The result is that it takes sophisticated answers to figure out how to deploy AI inference cost effectively.
“We’re thinking about all these different vectors as a way to really deliver both the best user experience for the most users, while allowing organizations to do that in a cost-effective way.”
Stacking it all up
Full-stack co-design plays an important role in delivering these latest benchmark results.
Blackwell and Blackwell Ultra incorporate hardware acceleration for the NVFP4 data format — an Nvidia-designed 4-bit floating point format that provides better accuracy compared with other FP4 formats, as well as comparable accuracy to higher-precision formats.
Nvidia TensorRT Model Optimizer software quantized DeepSeek-R1, Llama 3.1 405B, Llama 2 70B and Llama 3.1 8B to NVFP4. In concert with the open-source Nvidia TensorRT-LLM library, this optimization enabled Blackwell and Blackwell Ultra to deliver higher performance while meeting strict accuracy requirements in submissions.
We’re delivering leadership performance on every one of these tests, which speaks not only to our performance but our versatility,” Salvatore said.
Disaggregated serving
Another important factor is disaggregated serving. Within inference, Salvatore said there are two key operations. One is called context, and the other is generation. Context, referred to as prefill, is parsing an incoming query from the end user and then understanding what the query is and then generating the first output token.
Generation is focused on generating all the subsequent output tokens, Salvatore said.
“And so what we did is a disaggregated serving where we basically set up dedicated GPUs — quite a few to handle context — and then others to handle generation,” he said.
There were about 56 GPUs with bandwidth of 130 terabytes per second. By having dedicated GPUs for each of the operations, there were good performance gains compared to the previous Hopper generation that tried to do context and generation on the same GPU. The result is five times greater performance with the new generation of Blackwell Ultra.

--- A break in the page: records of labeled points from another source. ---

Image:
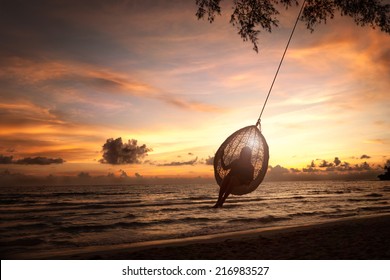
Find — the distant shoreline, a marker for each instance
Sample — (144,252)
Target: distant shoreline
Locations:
(347,238)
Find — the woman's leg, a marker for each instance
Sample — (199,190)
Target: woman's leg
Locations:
(222,190)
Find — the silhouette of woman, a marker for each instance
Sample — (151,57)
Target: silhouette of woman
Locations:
(241,173)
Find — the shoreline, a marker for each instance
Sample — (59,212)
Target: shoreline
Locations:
(346,238)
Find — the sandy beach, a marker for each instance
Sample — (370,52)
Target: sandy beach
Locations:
(350,238)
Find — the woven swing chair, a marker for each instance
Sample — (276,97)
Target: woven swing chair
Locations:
(230,150)
(252,138)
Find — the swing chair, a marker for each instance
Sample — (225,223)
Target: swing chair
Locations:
(251,137)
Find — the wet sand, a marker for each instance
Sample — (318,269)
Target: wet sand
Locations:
(352,238)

The additional performance from disaggregated serving translates into real ROI for organizations.
Large language model inference consists of two workloads with distinct execution characteristics: 1) context for processing user input to produce the first output token and 2) generation to produce all subsequent output tokens.
Disaggregated serving splits context and generation tasks so each part can be optimized independently for best overall throughput. This technique was key to record-setting performance on the Llama 3.1 405B Interactive benchmark, helping to deliver a nearly 50% increase in performance per GPU with GB200 NVL72 systems compared with each Blackwell GPU in an Nvidia DGX B200 server running the benchmark with traditional serving.

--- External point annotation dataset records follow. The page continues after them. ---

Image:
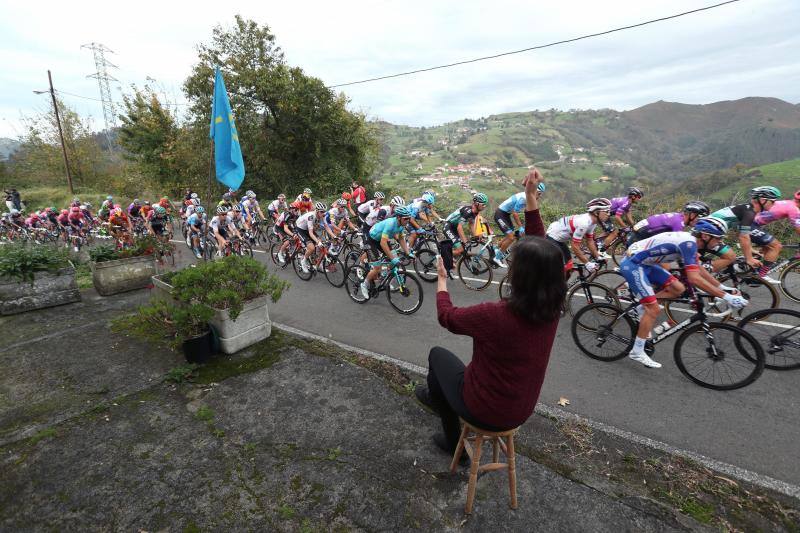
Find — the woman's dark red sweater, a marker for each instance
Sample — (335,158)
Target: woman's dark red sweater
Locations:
(509,354)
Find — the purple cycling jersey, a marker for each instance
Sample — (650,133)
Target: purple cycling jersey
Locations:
(661,223)
(620,206)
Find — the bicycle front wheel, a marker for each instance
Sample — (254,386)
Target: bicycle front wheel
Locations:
(602,332)
(474,271)
(778,332)
(404,292)
(721,357)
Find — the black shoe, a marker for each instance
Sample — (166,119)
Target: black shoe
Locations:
(441,442)
(424,396)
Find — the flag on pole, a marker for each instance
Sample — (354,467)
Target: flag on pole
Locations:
(227,152)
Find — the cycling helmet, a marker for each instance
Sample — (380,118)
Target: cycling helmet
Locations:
(766,192)
(402,211)
(598,204)
(635,191)
(480,198)
(716,227)
(698,207)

Nvidia also made its first submissions this round using the Nvidia Dynamo inference
framework.
Nvidia partners — including cloud service providers and server makers — submitted great
results using the Nvidia Blackwell and/or Hopper platform. These partners include Azure,
Broadcom, Cisco, Dell Technologies, Giga Computing, HPE, Lambda, Lenovo, Nebius, Oracle, Quanta Cloud Technology, Supermicro and the University of Florida.

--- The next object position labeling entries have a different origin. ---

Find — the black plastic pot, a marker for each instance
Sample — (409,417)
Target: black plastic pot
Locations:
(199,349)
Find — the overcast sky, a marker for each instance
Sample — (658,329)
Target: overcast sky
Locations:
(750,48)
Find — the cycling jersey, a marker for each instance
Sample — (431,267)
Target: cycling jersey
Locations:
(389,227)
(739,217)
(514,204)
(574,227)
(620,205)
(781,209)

The market-leading inference performance on the NVIDIA AI platform is available from major cloud providers and server makers. This translates to lower TCO and enhanced return on investment for organizations deploying sophisticated AI applications.
“Our next architecture will be Rubin, which is coming in 2026, and we’re looking very much forward to bringing that to market and talking to you about it in the future,” Salvatore said.